Zimbardo argues that the apples were not bad, but that the barrel was terrible. The barrel was bad because the system that maintained the prison barrel was grossly inadequate for the task, ultimately resulting in the corruption of the apples. This does not absolve individuals of their wrong actions, but it addresses the responsibility that we have to the whole system.
The apples became rotten because of the conditions of the barrel which could have been greatly averted had the system been wisely planned and maintained. So bad apples are not always the cause of ruin, and thrown into a bad situation, some apples don’t stand a chance. He concludes the book with a discussion of heroism and encourages others to seek to be heroes like the MP who reported the injustices (whose family had to go into protective custody after the trial because of his unpopular decision to speak against his fellow officers). If we take that analogy to the issue of marriage, the husband and wife become the apples, the marriage becomes the barrel, and all the beliefs about what marriage is and how it works become our proverbial barrel maintenance system. If one accepts the CBMW concept of marriage, the barrel that is prepared and maintained through their teaching becomes an inhospitable place.
Systems like CBMW create and support the environment in the marriage barrel, casting husband and wife as those in contention with one another by nature. I assert that it is the system that promotes the spoilage of the apples (the husband that feels such frustration with his wife making abuse understandable) by erroneously defines the barrel as an adversarial system. In the case of a husband desiring to abuse his wife, it is not the wife that is the bad apple (through her lack of submission) but the system that predicts abuse. Sadly, family systems therapists have well established that human beings seek out familiarity of our previous relationships, and people tend to do “barrel hopping.” We learn to anticipate and PASSIVELY seek the familiarity of our previous barrel in terms of relationships.
People who leave bad relationships gravitate toward the familiar. It’s just what human beings do. Women who married and divorced alcoholics or wife beaters often end up “finding themselves” (to their own mortification) in new marriages with yet another alcoholic or wife beater.
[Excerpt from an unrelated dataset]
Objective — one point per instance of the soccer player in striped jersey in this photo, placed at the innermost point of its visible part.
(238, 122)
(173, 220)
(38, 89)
They do not ACTIVELY seek out another spouse of the same persuasion, but they do PASSIVELY seek out the familiarity of their previous relationships. They don’t actively seek or even invite the abuse but passively seek the familiar, whether that is desirable or not. Add to this all the complexities of relationships in general.
In a previous post I made this statement:
Victims will automatically punish themselves and redefine every situation to make them the causative factor in every situation gone awry. Those are the roles that victims know well, and they will then generally seek out an enabler to encourage what they understand to be their role within all of their relationships. A victim 'one-downs' him or herself in any given setting because that is what is most familiar to them, whether the context of the situation deems them to be so or not.This is no way means that the shame-based or victim-oriented person invites abuse by “seeking out an enabler,” whether that is a person or a religious system that believes that suffering should never be avoided. What I was referring to was the passive seeking of the familiar, something very different from inviting abuse. Kate Johnson of the Christian Coalition Against Domestic Abuse contacted me in order to express her concern that my language could also be misconstrued by an abuser to mean that a woman was “asking for it.” She offered this alternative:
“Victims will automatically blame themselves and unjustly become the causative factor in every situation gone awry. Those are the roles that victims know well, and they will then generally be drawn to someone who is abusive, which keeps them in the role they know too well, that of victim within all of their relationships. A victim finds themselves in a 'one-down' position in any given setting because that is what is most familiar to them, whether the context of the situation deems them to be so or not.”I understand the concern, but I am personally uncomfortable with this alternative. This comment defines the victim as a type of “innocent bystander” in some sense. I don’t believe, and family systems theory (Bowen, et. al.), exit counseling literature and the addictions literature would argue that the person does make unintentional choices through their preference for the familiar. Kate Johnson may not agree with me.
Shame-based people will inevitably seek out dysfunctional relationships, though I don’t believe that this is ever an active, deliberate choice but a passive search for familiarity. Persons are responsible for where they “find themselves” and what they “unjustly become” in a relationship, no matter how passive their choices were that put them there. There are choices involved for which they are responsible, wherein they hop out of one bad barrel, often hopping right into another familiar one (also frequent behavior practiced by people leaving abusive churches to find themselves right back in a new abusive church – cult hopping).
This, again, is not a situation wherein people ACTIVELY invite or seek out ABUSE, even though people are still responsible for their passive choices. This also does not justify abuse of any time under any circumstances either.
The bottom line: People are still responsible for their own actions, and on that I think that Kate and I can agree. I also want to own what I profess, particularly in this forum. There may likely no way to safety proof every argument to ensure that an abuser will not twist some of these statements to legitimize their behaviors. But we can try!